„Künftig alles mit Chinesen abdecken“

Chinesisches Personal, chinesische Entwicklungen, chinesische Technologie – auf der Automesse in Peking zeigt Volkswagen, wie sich der Konzern in China von Wolfsburg abzunabeln gedenkt. Bis 2008 sollen 5,3 Milliarden Euro investiert werden

AUS PEKING GEORG BLUME

Bernd Leissner sagt es geradeheraus: „Nicht am deutschen Wesen soll China genesen.“ Rechtzeitig zur heute in Peking beginnenden größten Automesse der Volksrepublik gibt der dortige Vorstandschef von Volkswagen den Kollegen daheim zu verstehen, dass sie sich keine Hoffnung machen sollen, vom Autoboom in China zu profitieren.

Der Konzernname spricht in Zukunft immer weniger für seine Herkunft. Alles will VW jetzt auch „mit chinesischen Kollegen“ machen: Das sei, so Leissner, „strategisches Ziel“. Erstmals nennt er Pläne, China-exklusive Modelle aufs Band zu bringen. Damit klar ist, dass die Chinesen wirklich alles alleine können sollen: vom Design über die Entwicklung bis zur heute schon laufenden Produktion.

„Wir werden hier immer schneller, besser und passen uns der chinesischen Denkweise an“, zeichnet Leissner die Entwicklung vor. Dafür werde Volkswagen „das Feld möglichst schnell mit jungen chinesischen Ingenieuren abdecken“, so Barthel Schröder, Vorstandskollege für Technologie. Zwar benötigt das neue chinesische Fachpersonal noch Nachhilfe. Dafür aber wird gesorgt: Angefangen von der Technikfreigabe, die ab sofort „Schritt für Schritt von Deutschland nach Peking“ abwandere, werde Volkswagen, so Schröder, nur noch „die beste Technologie nach China bringen“. Dazu gehörten „neurartige Schweißverfahren“ und, wenn demnächst in China zugelassen, auch die weltweit führenden Dieseltechnologie. Geschützt sei der Technologievorsprung des Konzern dann durch neue Komponenten-Joint-Ventures, in denen VW 60-Prozent halte – im Gegensatz zu den 50-Prozent-Anteilen bei zwei Produktion-Joint-Ventures.

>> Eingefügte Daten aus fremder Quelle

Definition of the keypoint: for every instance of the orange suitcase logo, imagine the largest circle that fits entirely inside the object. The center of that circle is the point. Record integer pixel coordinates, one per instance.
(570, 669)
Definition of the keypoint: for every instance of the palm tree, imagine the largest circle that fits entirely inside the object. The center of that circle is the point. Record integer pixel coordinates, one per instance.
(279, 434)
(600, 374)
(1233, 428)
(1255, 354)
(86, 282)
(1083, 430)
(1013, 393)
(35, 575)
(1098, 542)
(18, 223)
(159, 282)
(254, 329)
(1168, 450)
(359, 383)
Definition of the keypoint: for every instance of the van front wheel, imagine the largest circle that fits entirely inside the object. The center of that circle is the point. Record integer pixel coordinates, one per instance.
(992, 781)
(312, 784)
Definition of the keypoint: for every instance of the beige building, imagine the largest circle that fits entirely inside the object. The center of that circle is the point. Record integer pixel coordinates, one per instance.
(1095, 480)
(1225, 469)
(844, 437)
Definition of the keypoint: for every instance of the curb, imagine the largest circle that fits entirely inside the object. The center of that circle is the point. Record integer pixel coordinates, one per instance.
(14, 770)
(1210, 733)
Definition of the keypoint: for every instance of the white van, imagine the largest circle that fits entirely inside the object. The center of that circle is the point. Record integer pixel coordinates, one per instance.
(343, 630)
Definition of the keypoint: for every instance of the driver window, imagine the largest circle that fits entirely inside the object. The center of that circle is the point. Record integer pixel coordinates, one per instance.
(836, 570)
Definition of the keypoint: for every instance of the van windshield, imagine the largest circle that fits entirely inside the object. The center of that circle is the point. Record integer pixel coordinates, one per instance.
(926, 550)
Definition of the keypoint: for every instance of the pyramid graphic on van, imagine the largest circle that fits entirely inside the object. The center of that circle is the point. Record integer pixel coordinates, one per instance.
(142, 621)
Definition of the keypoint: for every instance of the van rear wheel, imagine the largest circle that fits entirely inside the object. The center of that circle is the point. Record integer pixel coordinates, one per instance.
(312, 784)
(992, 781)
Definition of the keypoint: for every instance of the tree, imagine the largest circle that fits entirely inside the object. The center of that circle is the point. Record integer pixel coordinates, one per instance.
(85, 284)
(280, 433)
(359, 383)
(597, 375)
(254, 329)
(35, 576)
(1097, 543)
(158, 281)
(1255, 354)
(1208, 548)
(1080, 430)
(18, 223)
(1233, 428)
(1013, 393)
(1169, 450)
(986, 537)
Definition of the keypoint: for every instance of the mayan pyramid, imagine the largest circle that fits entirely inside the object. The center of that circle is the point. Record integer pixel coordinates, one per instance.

Doch ist der Technologietransfer aus der Konzernheimat nur als erster Schritt geplant. „In Deutschland gibt es nicht mehr die Menge an Ingenieuren, die wir in China brauchen“, stellt Leissner nüchtern fest. Also wird in Peking zunächst ein „Zentrallabor“ entstehen, von dem aus Kontakte zu chinesischen Unis geknüpft werden. Folgt man Leissner, stehen ihren Abgängern alle Wege offen: „Es werden Millionen von Arbeitsplätzen sein, die hier in der Autoindustrie entstehen.“ Für die Daheimgebliebenen bleibt nur kleiner Trost: „Die 20 Prozent importierter Teile in China, die aus der EU kommen, sorgen auch dort für mehr Arbeitsplätze“, sagt er.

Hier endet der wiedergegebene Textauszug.